Patients on the waiting list for a donor heart get ongoing treatment for heart failure and other medical conditions.

For example, doctors may treat them for arrhythmias (irregular heartbeats). Arrhythmias can cause sudden cardiac arrest in people who have heart failure.

The doctors at the transplant centres may place implantable cardioverter defibrillators (ICDs) in patients before surgery. ICDs are small devices that are placed in the chest or abdomen. They help control life-threatening arrhythmias.

Another possible treatment for waiting list patients is a ventricular assist device (VAD). A VAD is a mechanical pump that helps support heart function and blood flow.
Routine outpatient care for waiting list patients may include frequent exercise testing, testing the strength of the heartbeat, and right cardiac catheterization (a test to measure blood pressure in the right side of the heart).
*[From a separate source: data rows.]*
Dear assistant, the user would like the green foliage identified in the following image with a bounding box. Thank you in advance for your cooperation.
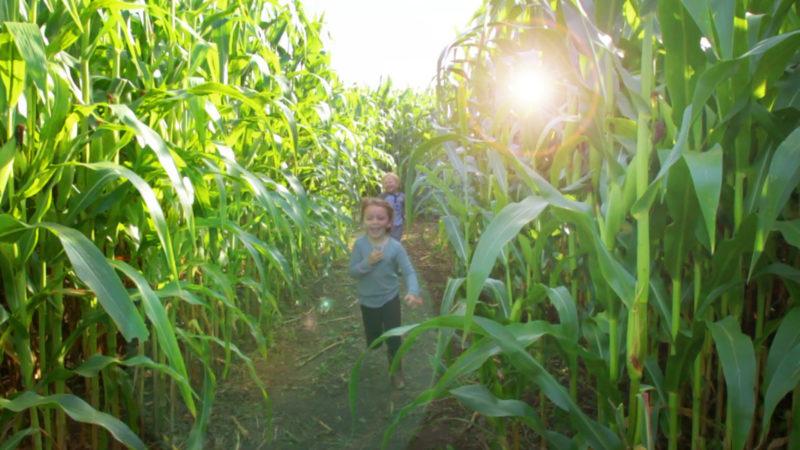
[404,0,800,449]
[0,0,412,448]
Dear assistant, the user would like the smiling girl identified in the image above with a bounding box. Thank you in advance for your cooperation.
[350,198,422,389]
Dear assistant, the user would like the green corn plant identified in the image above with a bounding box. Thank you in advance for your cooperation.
[0,0,395,448]
[396,1,800,448]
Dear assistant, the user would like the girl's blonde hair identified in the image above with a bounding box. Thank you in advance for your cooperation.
[361,197,394,231]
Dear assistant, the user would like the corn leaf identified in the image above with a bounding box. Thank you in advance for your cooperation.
[683,144,722,253]
[4,22,47,93]
[35,222,148,342]
[0,391,147,450]
[465,196,547,334]
[708,316,756,450]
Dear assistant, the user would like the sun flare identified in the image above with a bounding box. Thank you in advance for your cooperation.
[508,67,554,112]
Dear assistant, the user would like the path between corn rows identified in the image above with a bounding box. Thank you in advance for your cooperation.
[207,224,464,450]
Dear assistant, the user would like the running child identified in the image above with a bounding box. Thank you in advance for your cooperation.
[381,172,406,241]
[350,198,422,389]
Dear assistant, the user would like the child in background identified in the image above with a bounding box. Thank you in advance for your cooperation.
[350,198,422,389]
[381,172,406,241]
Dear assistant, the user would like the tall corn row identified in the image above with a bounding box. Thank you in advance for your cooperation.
[0,0,386,449]
[396,0,800,449]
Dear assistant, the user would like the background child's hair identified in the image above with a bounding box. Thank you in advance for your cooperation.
[361,197,394,230]
[381,172,400,187]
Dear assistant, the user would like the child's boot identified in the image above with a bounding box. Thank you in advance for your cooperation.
[388,355,406,390]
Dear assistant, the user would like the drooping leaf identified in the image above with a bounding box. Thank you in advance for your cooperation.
[466,196,547,330]
[683,144,722,253]
[0,391,147,450]
[111,261,197,415]
[708,316,756,450]
[4,22,47,93]
[750,128,800,274]
[35,222,148,342]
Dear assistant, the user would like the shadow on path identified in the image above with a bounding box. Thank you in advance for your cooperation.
[207,222,446,450]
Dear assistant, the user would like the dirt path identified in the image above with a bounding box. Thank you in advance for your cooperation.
[208,223,458,450]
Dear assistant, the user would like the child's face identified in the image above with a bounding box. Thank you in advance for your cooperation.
[364,205,389,239]
[383,177,400,192]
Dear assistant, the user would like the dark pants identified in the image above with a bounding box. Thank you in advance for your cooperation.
[361,297,400,358]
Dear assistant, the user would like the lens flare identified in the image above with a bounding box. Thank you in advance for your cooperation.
[508,67,554,113]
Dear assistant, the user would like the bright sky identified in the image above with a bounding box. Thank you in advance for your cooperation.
[303,0,482,88]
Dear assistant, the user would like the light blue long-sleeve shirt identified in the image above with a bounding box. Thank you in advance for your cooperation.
[350,236,419,308]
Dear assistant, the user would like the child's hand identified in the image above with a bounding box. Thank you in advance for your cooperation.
[403,294,422,308]
[367,249,383,265]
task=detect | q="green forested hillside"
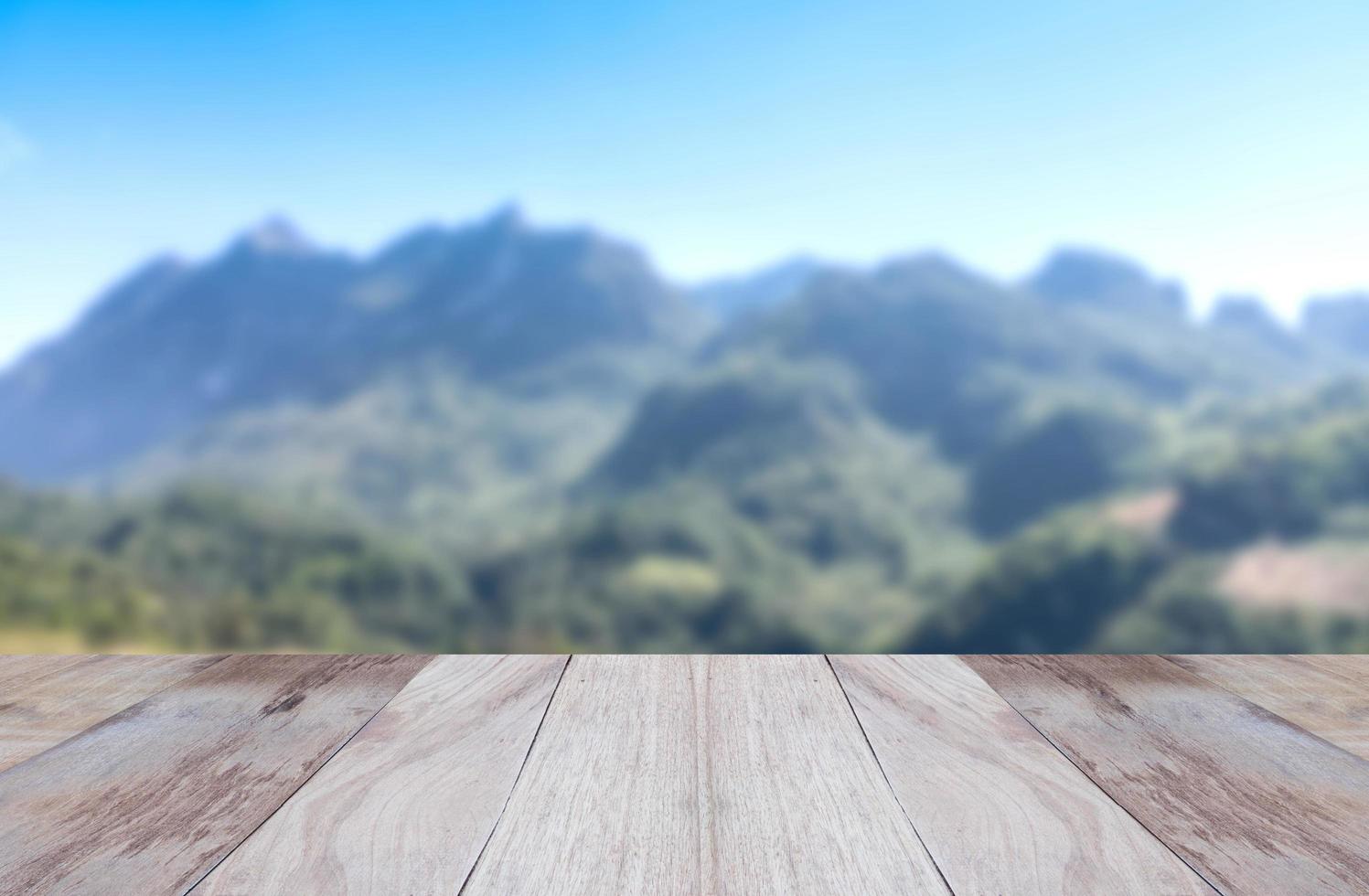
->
[0,212,1369,651]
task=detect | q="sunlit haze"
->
[0,0,1369,358]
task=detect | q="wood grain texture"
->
[831,656,1213,896]
[965,656,1369,893]
[465,656,946,895]
[1168,654,1369,759]
[0,656,429,893]
[0,654,85,703]
[195,656,567,896]
[0,656,222,772]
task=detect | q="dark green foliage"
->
[0,212,1369,650]
[969,409,1146,538]
[908,518,1165,653]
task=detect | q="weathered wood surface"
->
[0,656,1369,896]
[0,656,222,772]
[831,656,1213,896]
[0,656,427,893]
[465,656,946,893]
[1168,654,1369,759]
[967,656,1369,893]
[195,656,567,896]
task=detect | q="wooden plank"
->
[0,656,429,893]
[831,656,1213,896]
[195,656,567,896]
[967,656,1369,893]
[465,656,946,895]
[1168,654,1369,759]
[0,656,223,772]
[0,654,83,703]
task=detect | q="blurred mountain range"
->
[0,209,1369,650]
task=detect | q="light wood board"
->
[1168,654,1369,759]
[0,656,222,772]
[831,656,1213,896]
[195,656,567,896]
[464,656,946,895]
[967,656,1369,893]
[0,656,429,893]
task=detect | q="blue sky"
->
[0,0,1369,359]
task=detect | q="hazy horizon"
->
[0,0,1369,359]
[0,201,1369,369]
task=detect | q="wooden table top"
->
[0,656,1369,895]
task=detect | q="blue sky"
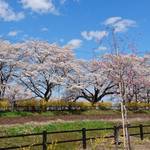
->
[0,0,150,59]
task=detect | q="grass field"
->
[0,121,150,150]
[0,110,150,150]
[0,110,150,117]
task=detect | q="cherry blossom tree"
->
[18,41,74,101]
[0,40,19,99]
[65,60,116,105]
[102,54,144,103]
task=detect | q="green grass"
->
[0,121,150,150]
[0,109,150,118]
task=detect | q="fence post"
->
[43,131,47,150]
[82,128,86,149]
[139,124,144,140]
[114,126,119,145]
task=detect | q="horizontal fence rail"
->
[0,106,150,112]
[0,124,150,150]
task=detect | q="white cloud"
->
[60,0,80,4]
[81,31,108,41]
[0,0,25,21]
[104,17,136,32]
[60,0,67,4]
[21,0,59,15]
[114,19,136,32]
[7,31,19,36]
[104,17,122,25]
[65,39,82,49]
[41,27,48,32]
[96,46,107,51]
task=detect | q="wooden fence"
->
[0,124,150,150]
[0,106,150,112]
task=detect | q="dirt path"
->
[0,114,150,125]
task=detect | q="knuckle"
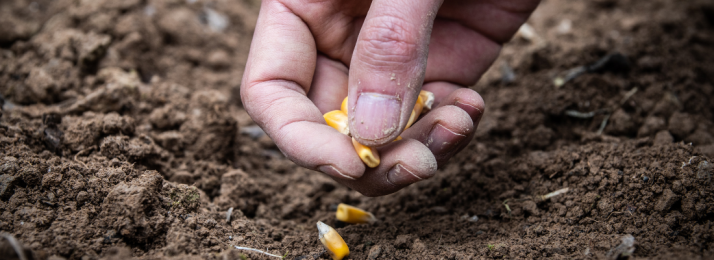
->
[360,16,418,66]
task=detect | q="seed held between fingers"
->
[322,110,350,135]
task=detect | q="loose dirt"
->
[0,0,714,259]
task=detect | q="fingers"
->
[336,82,484,197]
[348,0,442,146]
[241,1,365,179]
[402,82,484,166]
[335,139,437,197]
[307,54,348,114]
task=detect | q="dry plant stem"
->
[233,246,283,258]
[74,146,96,168]
[226,207,233,222]
[538,188,570,200]
[0,232,27,260]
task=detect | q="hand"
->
[241,0,539,196]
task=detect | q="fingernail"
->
[454,101,483,125]
[352,93,401,140]
[387,164,422,186]
[426,124,466,157]
[317,165,357,180]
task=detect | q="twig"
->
[597,114,610,135]
[538,188,570,200]
[0,232,27,260]
[233,246,283,259]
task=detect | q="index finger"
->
[241,1,365,179]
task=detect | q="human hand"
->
[241,0,539,196]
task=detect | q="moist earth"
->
[0,0,714,259]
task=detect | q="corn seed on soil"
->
[0,0,714,259]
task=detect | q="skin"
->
[241,0,539,196]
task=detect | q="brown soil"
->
[0,0,714,259]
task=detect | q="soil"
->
[0,0,714,259]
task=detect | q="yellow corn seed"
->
[404,90,434,130]
[404,95,424,130]
[317,221,350,260]
[340,97,349,114]
[335,203,377,224]
[322,110,350,135]
[352,138,380,168]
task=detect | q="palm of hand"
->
[241,0,538,196]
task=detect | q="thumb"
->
[348,0,442,146]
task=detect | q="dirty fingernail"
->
[317,165,357,180]
[352,93,401,140]
[387,164,422,186]
[426,124,466,157]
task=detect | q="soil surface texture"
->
[0,0,714,260]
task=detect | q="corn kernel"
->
[340,97,349,114]
[322,110,350,135]
[335,203,377,224]
[352,137,380,168]
[317,221,350,260]
[419,90,435,113]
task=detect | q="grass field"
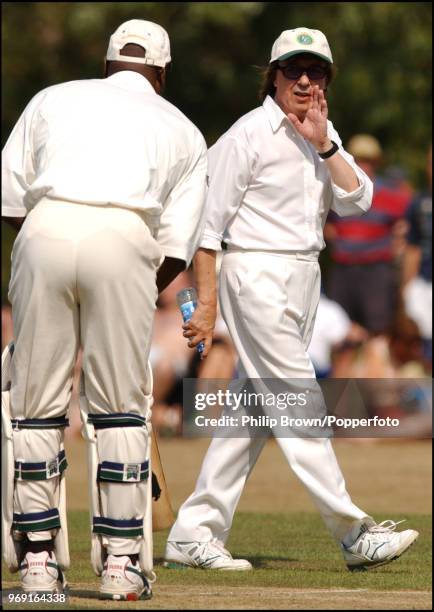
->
[3,440,432,610]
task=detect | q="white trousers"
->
[9,199,164,552]
[168,251,372,543]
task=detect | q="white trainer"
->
[342,520,419,571]
[99,555,152,601]
[20,551,66,593]
[164,538,252,571]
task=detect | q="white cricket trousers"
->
[168,250,372,544]
[9,199,164,552]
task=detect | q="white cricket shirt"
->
[2,71,207,262]
[201,96,373,251]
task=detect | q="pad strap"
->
[92,516,143,538]
[15,450,68,480]
[12,508,60,533]
[87,412,146,429]
[11,417,69,430]
[97,461,149,482]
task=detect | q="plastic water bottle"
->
[176,287,205,353]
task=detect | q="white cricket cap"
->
[106,19,171,68]
[270,28,333,64]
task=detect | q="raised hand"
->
[288,85,330,151]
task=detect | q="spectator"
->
[403,147,432,364]
[326,134,409,334]
[308,293,367,378]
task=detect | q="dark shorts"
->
[327,262,398,334]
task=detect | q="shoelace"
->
[362,519,405,542]
[368,519,406,533]
[200,538,232,559]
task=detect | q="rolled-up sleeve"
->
[200,136,252,251]
[328,122,374,217]
[2,95,40,217]
[157,134,208,266]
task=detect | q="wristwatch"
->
[317,140,339,159]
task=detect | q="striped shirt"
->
[329,183,409,264]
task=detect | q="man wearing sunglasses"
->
[166,28,418,570]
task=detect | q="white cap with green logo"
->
[270,28,333,64]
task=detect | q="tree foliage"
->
[2,2,432,300]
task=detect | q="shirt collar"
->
[107,70,156,94]
[262,96,288,132]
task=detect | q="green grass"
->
[3,511,432,609]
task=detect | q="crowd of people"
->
[2,134,432,435]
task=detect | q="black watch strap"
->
[317,140,339,159]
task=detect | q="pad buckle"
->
[46,456,60,480]
[122,463,142,482]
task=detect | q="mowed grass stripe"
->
[3,511,432,609]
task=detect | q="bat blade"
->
[151,430,175,531]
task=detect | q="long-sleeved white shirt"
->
[2,71,207,263]
[201,96,373,251]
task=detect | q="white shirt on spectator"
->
[201,96,373,251]
[308,294,351,373]
[2,71,207,262]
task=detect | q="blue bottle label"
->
[180,302,205,353]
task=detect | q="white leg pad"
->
[80,360,155,581]
[2,345,70,571]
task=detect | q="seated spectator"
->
[308,293,368,378]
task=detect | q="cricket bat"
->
[151,430,175,531]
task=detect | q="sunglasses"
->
[278,64,329,81]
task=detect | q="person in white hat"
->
[2,19,207,600]
[165,28,418,570]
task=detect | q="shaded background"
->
[2,2,432,303]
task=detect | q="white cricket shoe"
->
[20,551,66,593]
[164,538,252,571]
[342,520,419,571]
[99,555,152,601]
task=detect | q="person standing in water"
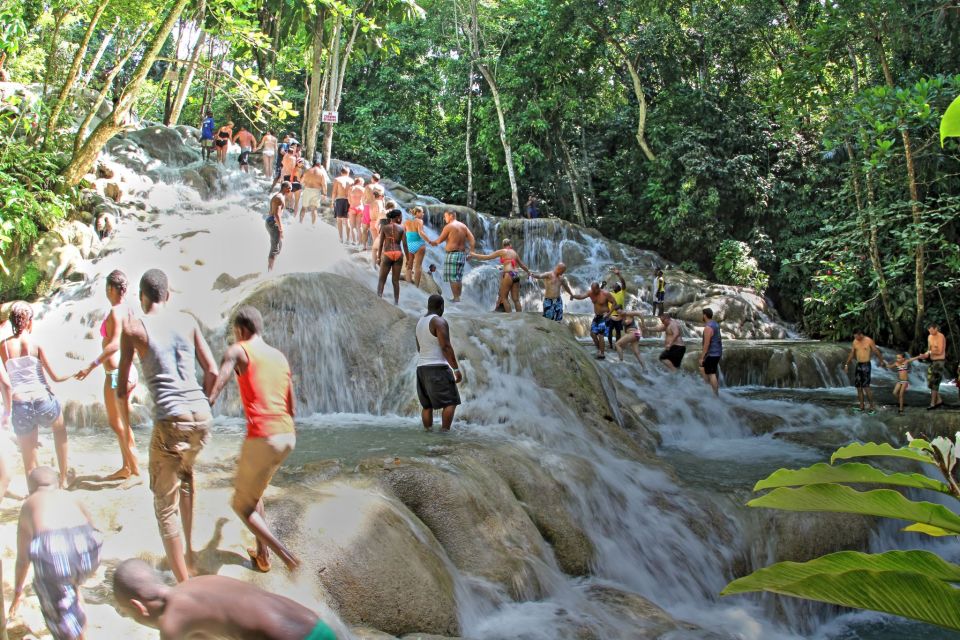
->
[77,269,140,480]
[300,162,330,224]
[113,559,337,640]
[530,262,573,322]
[263,182,291,271]
[330,165,352,244]
[117,269,217,582]
[374,209,409,304]
[845,329,885,414]
[9,467,103,640]
[923,322,947,411]
[429,211,477,302]
[470,238,530,313]
[210,306,300,572]
[700,307,723,396]
[0,300,72,488]
[570,282,620,360]
[257,129,277,178]
[200,109,216,162]
[416,294,463,431]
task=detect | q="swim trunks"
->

You also might start a cardiac rehabilitation (rehab) program. Cardiac rehab is a medically supervised program that helps improve the health and well-being of people who have heart problems.

The program can help improve your physical condition before the transplant. Also, you will learn the types of exercises used in the program, which will help you take part in cardiac rehab after the transplant.


It is important that you make sure you understand the exact dose and timing of each medication from your doctor when he/she prescribes it.

If you go to different doctors for different conditions, it is extremely important to tell all of them about each medication you are taking. It may help to carry a list with you at all times.
Write your daily schedule for medications on a calendar or chart. Be sure to update the schedule each time your medication changes.

Follow the schedule exactly, and take the exact amount prescribed by your doctor.
Keep medications in their original containers. The labels contain important information such as medication name, amount, doctor’s name, and expiration dates.

Do not take medication in the dark, when you are tired, or when you are distracted. You might take the wrong medication or too much.

Alcohol can interact with many different kinds of medicines. Talk with your doctor or pharmacist whether it is safe to drink alcohol with any prescription.

When children or grandchildren are around, keep medication containers out of reach.
Never take a medication that was prescribed for someone else.

If your doctor has told you to discontinue a medication, dispose of it immediately. Do not keep it for future needs.

Dispose of a medication once the expiration date has passed.

Never stop taking a medication on your own decision- always get your doctor’s assistance. Some medications must be stopped gradually to avoid complications.

If the medication is making you feel sick or causing side effects that you find difficult to tolerate, talk to your doctor about adjusting the dose or changing the medication.